Setting a rent at the correct level is quite a demanding task, whether you are a landlord or a letting agent. As one of the established Edinburgh letting agents, we have been serving a variety of landlords. Some are portfolio landlords with many properties. Many are investing in residential properties – with their main interest being in maximising their rental yields. Others are individuals who inherited their property or used to live there. Quite often the latter results in an emotional attachment to the property and when such landlords consider a suitable rent, their mortgage payments should be used as a guide. What other factors should be taken into account when setting rent levels?

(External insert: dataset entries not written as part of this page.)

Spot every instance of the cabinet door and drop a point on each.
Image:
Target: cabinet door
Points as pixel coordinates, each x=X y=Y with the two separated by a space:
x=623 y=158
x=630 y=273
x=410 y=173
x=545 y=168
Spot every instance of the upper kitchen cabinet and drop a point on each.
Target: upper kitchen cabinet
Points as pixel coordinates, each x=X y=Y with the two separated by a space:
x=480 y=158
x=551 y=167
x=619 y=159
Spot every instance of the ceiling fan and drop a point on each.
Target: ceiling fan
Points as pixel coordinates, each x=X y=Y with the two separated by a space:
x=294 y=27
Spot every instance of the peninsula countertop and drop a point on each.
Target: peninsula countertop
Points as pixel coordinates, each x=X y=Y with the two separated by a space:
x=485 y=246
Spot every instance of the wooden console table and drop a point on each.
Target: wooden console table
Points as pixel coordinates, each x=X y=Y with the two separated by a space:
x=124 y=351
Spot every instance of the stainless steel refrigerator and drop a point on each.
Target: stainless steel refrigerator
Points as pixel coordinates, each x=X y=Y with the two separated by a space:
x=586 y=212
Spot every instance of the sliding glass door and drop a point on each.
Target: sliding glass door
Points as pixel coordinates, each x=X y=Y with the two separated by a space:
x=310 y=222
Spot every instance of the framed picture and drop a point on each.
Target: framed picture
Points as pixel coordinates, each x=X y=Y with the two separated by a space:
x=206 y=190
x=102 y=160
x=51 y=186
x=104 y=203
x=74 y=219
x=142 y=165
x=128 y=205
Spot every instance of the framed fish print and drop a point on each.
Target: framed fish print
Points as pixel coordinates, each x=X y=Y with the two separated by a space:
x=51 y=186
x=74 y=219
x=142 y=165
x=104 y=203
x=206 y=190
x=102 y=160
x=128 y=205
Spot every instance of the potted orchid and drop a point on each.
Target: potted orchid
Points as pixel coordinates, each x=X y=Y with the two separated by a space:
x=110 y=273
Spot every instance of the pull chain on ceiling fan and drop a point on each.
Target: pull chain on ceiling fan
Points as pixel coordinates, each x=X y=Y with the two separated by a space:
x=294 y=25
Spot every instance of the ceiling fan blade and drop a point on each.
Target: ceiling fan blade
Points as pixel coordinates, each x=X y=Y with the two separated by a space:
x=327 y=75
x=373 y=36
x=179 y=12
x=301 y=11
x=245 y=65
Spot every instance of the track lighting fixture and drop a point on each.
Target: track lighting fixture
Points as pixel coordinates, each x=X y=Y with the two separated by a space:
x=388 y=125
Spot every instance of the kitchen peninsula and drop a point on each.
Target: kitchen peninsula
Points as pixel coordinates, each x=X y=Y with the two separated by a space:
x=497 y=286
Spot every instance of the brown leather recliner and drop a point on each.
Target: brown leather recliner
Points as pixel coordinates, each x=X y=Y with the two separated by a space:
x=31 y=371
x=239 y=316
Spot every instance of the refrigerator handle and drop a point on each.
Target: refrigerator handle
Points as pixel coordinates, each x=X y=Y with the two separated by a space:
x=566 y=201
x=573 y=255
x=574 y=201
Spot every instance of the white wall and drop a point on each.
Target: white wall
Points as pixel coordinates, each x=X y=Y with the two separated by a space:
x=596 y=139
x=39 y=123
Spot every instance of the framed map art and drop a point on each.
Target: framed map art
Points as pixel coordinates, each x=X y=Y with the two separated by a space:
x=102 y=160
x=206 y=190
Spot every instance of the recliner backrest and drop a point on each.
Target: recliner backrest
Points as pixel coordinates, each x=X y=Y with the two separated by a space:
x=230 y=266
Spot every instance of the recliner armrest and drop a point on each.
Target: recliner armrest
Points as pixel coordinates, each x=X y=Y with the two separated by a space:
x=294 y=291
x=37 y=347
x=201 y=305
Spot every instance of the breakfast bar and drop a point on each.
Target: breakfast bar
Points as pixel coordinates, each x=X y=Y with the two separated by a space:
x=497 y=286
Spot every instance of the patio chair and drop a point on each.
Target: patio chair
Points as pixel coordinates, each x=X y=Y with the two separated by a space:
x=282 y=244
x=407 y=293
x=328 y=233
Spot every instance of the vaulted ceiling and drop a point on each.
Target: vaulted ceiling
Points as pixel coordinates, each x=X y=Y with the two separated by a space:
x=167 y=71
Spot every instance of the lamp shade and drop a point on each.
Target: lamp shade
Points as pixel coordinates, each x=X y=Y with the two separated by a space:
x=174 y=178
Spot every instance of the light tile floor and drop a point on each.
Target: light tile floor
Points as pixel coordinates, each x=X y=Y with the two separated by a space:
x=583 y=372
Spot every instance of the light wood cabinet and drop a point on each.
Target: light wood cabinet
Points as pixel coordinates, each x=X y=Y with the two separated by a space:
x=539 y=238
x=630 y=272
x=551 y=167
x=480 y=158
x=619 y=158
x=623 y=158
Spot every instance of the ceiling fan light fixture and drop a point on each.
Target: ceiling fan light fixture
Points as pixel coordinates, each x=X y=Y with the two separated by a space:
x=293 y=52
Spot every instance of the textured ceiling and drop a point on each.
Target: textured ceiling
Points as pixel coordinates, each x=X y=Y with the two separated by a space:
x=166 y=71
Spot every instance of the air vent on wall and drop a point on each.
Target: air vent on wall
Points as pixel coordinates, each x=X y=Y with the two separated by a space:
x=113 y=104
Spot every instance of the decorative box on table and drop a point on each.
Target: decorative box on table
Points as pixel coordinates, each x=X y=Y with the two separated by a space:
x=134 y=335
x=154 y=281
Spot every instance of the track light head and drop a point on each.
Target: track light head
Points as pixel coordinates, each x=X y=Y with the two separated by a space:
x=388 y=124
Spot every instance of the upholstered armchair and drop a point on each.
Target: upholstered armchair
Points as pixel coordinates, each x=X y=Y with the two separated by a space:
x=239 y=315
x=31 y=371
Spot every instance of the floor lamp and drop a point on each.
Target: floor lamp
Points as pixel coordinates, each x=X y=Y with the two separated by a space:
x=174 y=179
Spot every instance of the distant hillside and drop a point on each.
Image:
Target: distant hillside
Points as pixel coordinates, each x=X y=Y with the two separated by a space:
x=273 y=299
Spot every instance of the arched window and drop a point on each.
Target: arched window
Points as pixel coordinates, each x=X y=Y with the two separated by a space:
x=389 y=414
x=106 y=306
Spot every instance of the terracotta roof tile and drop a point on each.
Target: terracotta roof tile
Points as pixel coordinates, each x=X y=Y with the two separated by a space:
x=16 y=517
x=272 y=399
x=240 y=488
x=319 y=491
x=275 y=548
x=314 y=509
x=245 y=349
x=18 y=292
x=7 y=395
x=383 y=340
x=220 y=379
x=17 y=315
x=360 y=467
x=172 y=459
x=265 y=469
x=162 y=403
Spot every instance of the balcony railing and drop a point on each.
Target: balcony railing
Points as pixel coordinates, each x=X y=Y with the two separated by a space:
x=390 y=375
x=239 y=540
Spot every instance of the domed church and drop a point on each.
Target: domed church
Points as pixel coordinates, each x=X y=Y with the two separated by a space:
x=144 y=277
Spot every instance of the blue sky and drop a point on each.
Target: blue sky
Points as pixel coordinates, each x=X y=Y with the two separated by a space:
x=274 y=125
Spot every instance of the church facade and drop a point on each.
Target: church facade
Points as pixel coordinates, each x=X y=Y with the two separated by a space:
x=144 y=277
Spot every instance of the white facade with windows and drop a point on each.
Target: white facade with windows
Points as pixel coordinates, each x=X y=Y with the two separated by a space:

How Much Does the Property Really Cost You?
Your rental property is a form of investment, so in the first instance, we recommend you calculate how much this investment has cost you. You should take into account all fixed or constant expenditure:
- Mortgage payments
- Landlord insurance
- Letting agency fees, either Full Management or Let Only
- Potential factor fees
Setting Your Rent
Typical range of rental valuation: minimum, average and maximum rental values.
It shows quite a broad a rental range and three values: minimum, average and maximum. So how can you tell if you are asking for the correct rent? The answer is quite easy – analyse the market!
If you (or your Edinburgh letting agent) are inundated with phone calls and email enquiries from potential viewers flowing like a river, then most likely the advertised rent is too low. Obviously, the most sought after flats (for example, 1 bedroom flats in Leith, Gorgie or Morningside) will generate more leads than larger apartments in more remote (e.g. Gilmerton or Newhaven) or less fashionable areas (such as Granton or Wester Hailes). Hence, the property location must be taken into account.
If you are not receiving many enquiries and your potential tenants tend to cancel viewings, it suggests that the advertised rent may be too high. Another tell-tale sign of rent being on the high side is the abundance of ‘higher risk’ viewers. If all your calls are from undergraduate students, new arrivals with no credit history or individuals in need of guarantors, then you have likely priced the property too high. You may be fortunate enough to let your property anyway, especially in the busy season, but your tenants will likely move out sooner rather than later, if they realise other comparable properties could be let at a lower rent. Your property is likely to end up back on the market – and voids cost money. One month of an unnecessary void amounts to around an 8% rent discount, assuming that tenancy lasts 1 year.
If the market response is somewhere in between, the advertised rent is within market expectations and you should be able to let it quickly to quality tenants looking for a long term rental.